Therapeutic plasma exchange (TPE) is a blood purification technique designed for the removal of large molecules such as pathogenic antibodies and lipoproteins. The procedure involves removing plasma from the patient in exchange for replacement fluid, and it can be performed either by membrane separation or centrifugation. These conventional techniques are expensive and require the training of skilled personnel. This severely limits their use in low-income countries (LICs) and lower-middle-income countries (LMICs), leading to morbidity and mortality for patients in LICs and LMICs suffering from the diseases where TPE is indicated.
A novel gravity-driven blood separation method might provide the needed access to TPE for LICs and LMICs. We reviewed the medical need, the practical aspects, as well as the possible complications of applying this novel technology in LICs and LMICs. Furthermore, we describe a feasibility study of implementing TPE in Suriname for various diseases and conditions.

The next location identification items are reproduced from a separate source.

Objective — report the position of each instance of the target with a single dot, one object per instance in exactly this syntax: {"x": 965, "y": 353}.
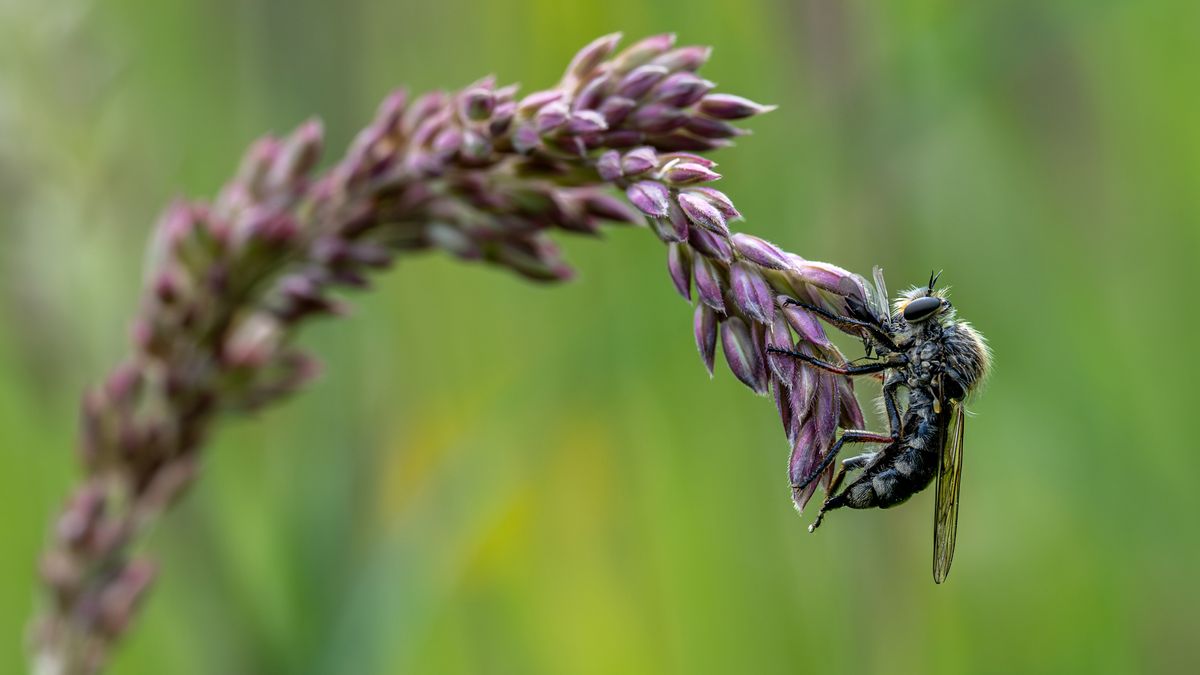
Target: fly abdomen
{"x": 901, "y": 470}
{"x": 894, "y": 479}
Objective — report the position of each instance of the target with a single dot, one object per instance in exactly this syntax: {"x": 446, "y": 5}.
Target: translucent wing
{"x": 946, "y": 508}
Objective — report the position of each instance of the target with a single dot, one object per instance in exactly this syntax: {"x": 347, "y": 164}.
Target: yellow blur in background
{"x": 499, "y": 478}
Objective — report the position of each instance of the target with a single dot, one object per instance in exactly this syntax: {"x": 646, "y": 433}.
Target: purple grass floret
{"x": 481, "y": 174}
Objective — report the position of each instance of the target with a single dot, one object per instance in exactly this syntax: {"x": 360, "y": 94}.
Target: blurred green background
{"x": 501, "y": 478}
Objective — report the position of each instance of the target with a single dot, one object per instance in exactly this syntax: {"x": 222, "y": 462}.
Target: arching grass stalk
{"x": 481, "y": 174}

Where data was available (n /N = 10/11), supportive care combined with TPE using the new device resulted in improved values for the disease-specific markers evaluated in these patients. In addition, eight patients showed complete clinical recovery, and one patient showed partial clinical recovery upon TPE within 0.5-6 months of follow-up. Importantly, none of the patients experienced any serious side effects.
This experience in the resource-limited setting in Suriname illustrates that its application is feasible in LICs and LMICs settings, at least for these five diseases with first-line indications for TPE and a significant number of patients.
治疗性血浆置换(TPE)是一种血液净化技术,旨在去除诸如致病抗体和脂蛋白等大分子。该过程包括从患者体内去除血浆以换取置换液,并且可以通过膜分离或离心来进行。这些传统技术成本高昂,需要训练有素的专业人员。这严重限制了它们在低收入国家(LICs)和中低收入国家(LMICs)的使用,导致LICs和LMICs中患有TPE适用疾病的患者出现发病和死亡情况。
一种新型重力驱动血液分离方法可能为LICs和LMICs提供所需的TPE途径。我们回顾了在LICs和LMICs应用这项新技术的医疗需求、实际情况以及可能的并发症。此外,我们描述了在苏里南针对各种疾病和病症实施TPE的可行性研究。
在可获取数据的情况下(n /N = 10/11),使用新设备将支持性护理与TPE相结合,使这些患者所评估的疾病特异性标志物的值得到改善。此外,8名患者实现了完全临床康复,1名患者在随访0.5 - 6个月内接受TPE后实现了部分临床康复。重要的是,没有患者出现任何严重副作用。
苏里南资源有限环境下的这一经验表明,至少对于这五种有TPE一线适应证且患者数量众多的疾病而言,该技术在LICs和LMICs环境中应用是可行的。